A plan is just a piece of paper that a chief executive can sign. There is a lot that a White House can do in this regard without Congressional approval. There’s even more that can be done in collaboration with Congress. The reason that such a plan would matter, and move prices, is that the markets know two things: North America has the resources, and we have the technology and infrastructure to unleash those resources.

Most people don’t know that the world’s fastest growing oil & gas producing region in recent years has been the U.S. – and without any help from the White House or federal government. This has happened despite regulatory and political headwinds.

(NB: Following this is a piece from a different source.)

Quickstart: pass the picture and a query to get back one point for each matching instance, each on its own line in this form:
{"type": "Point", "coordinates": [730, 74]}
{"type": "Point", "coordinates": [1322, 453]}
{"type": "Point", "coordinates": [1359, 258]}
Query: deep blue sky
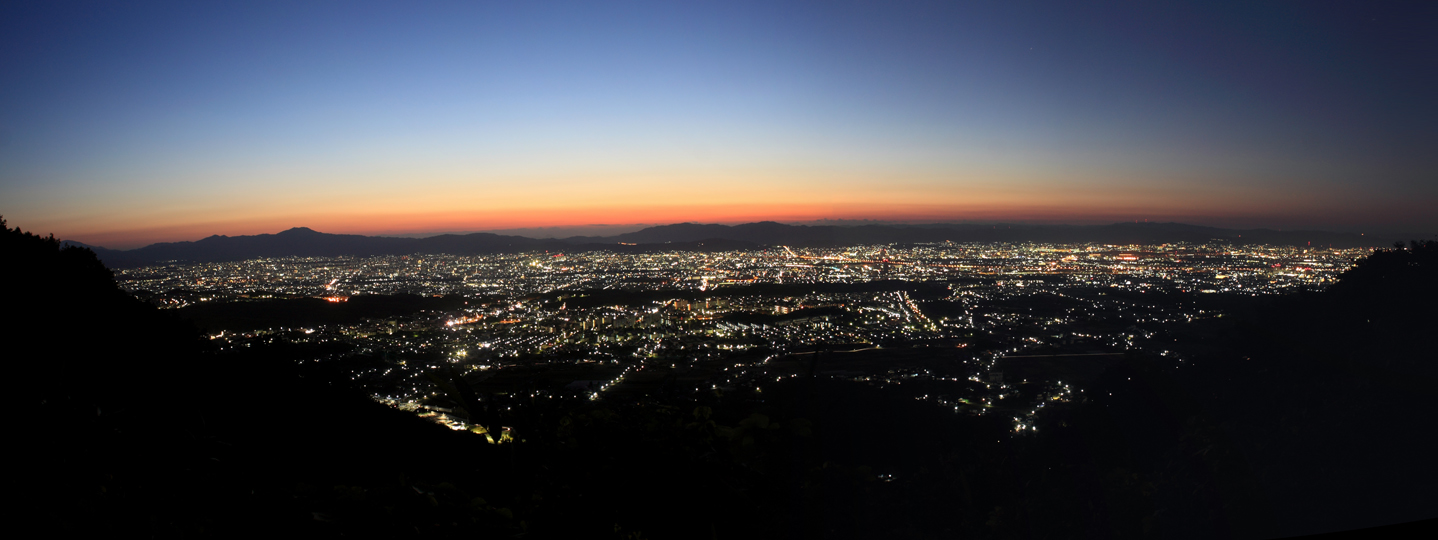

And, as of this year, the U.S. is now the world’s second largest oil producing region, second only to Saudi Arabia, moving past Russia. All this has happened in the last few years.

Even if we were to leave well enough alone, on the current trajectory we will approach Saudi Arabia soon. Why not make well enough better, and encourage radical increases in domestic production? In fact, why not increase production enough so that we can export billions of tons of all three of the triad of fuels that supply 85% of the world’s energy – oil, natural gas and coal?

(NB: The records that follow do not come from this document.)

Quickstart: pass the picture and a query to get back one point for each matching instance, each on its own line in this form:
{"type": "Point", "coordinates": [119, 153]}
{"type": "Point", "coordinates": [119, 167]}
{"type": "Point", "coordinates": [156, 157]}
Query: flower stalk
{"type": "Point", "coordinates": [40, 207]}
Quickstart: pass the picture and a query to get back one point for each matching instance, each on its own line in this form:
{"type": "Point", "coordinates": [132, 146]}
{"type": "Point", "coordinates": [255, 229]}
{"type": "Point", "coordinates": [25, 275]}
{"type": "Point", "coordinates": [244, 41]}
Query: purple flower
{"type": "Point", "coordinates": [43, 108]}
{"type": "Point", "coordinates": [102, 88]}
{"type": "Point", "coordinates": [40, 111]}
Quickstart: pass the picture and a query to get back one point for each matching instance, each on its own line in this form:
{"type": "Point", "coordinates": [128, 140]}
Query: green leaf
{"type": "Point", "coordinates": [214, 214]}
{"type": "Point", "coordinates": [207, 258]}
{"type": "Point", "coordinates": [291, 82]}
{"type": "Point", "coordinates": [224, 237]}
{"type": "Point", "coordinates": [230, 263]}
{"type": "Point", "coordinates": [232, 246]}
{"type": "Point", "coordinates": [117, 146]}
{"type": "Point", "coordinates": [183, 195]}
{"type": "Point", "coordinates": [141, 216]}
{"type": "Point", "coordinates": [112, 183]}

North America has over 13,000 billion barrels of hydrocarbon resources in oil-equivalent terms. We consume just over 20 billion barrels of oil equivalent in all forms of energy. Our resources are vast and six-times more than the entire Middle East. Our growth in demand is very modest. We’re a mature economy. We have the technological capability to increase production without destroying our environment. And we know that the world wants to buy these fuels. (For a deeper dive on all this, see Unleashing the North American Energy Colossus.)

Over the coming two decades, global demand will increase outside of the U.S. by an amount equal to adding two United States’ worth of energy demand. And every credible forecast sees the vast majority of that demand being supplied by oil, gas and coal. If North America launches a plan to supply an ever-larger share of that demand, it would immediately soften and moderate global energy prices. This is something that is entirely feasible in engineering terms. It would require an eminently achievable roughly 70 percent increase over the decade from current levels of oil, gas and coal production. We can do that. We’ve already started down that path. (And for more details on what it would take to unleash such production, see Liberating the Energy Economy.)

Were we to build out such a plan, we would gain three benefits. The jobs from producing and exporting. Millions of jobs. The revenues from the exports, royalties and overall economic growth. Trillions of dollars. And the geopolitical benefits of radically reducing the influence of the current two major suppliers of energy to the world; the Middle East, and Russia.

By the way, if you think something like this might happen, and you have a yen to invest in this domain, quite aside from the obvious oil companies, small and large, you might look to where Bill Gates has made his bet (see Following Bill Gates into Digital Barrels), or play the purveyors of the enabling technologies, the likes of Baker Hughes [NYSE:BHI], Schlumberger [NYSE:SLB], and Halliburton [NYSE:HAL].

The president’s pen is mightier than a drill bit, because it can inspire and unleash the drillers. And if that pen is put to a plan that is credible – credible in terms of the products the markets buy — it will move markets, and prices will fall. The only fear would be that prices might fall too much. That’s a market risk for the industries in the game to be sure. But for consumers? It’s all good.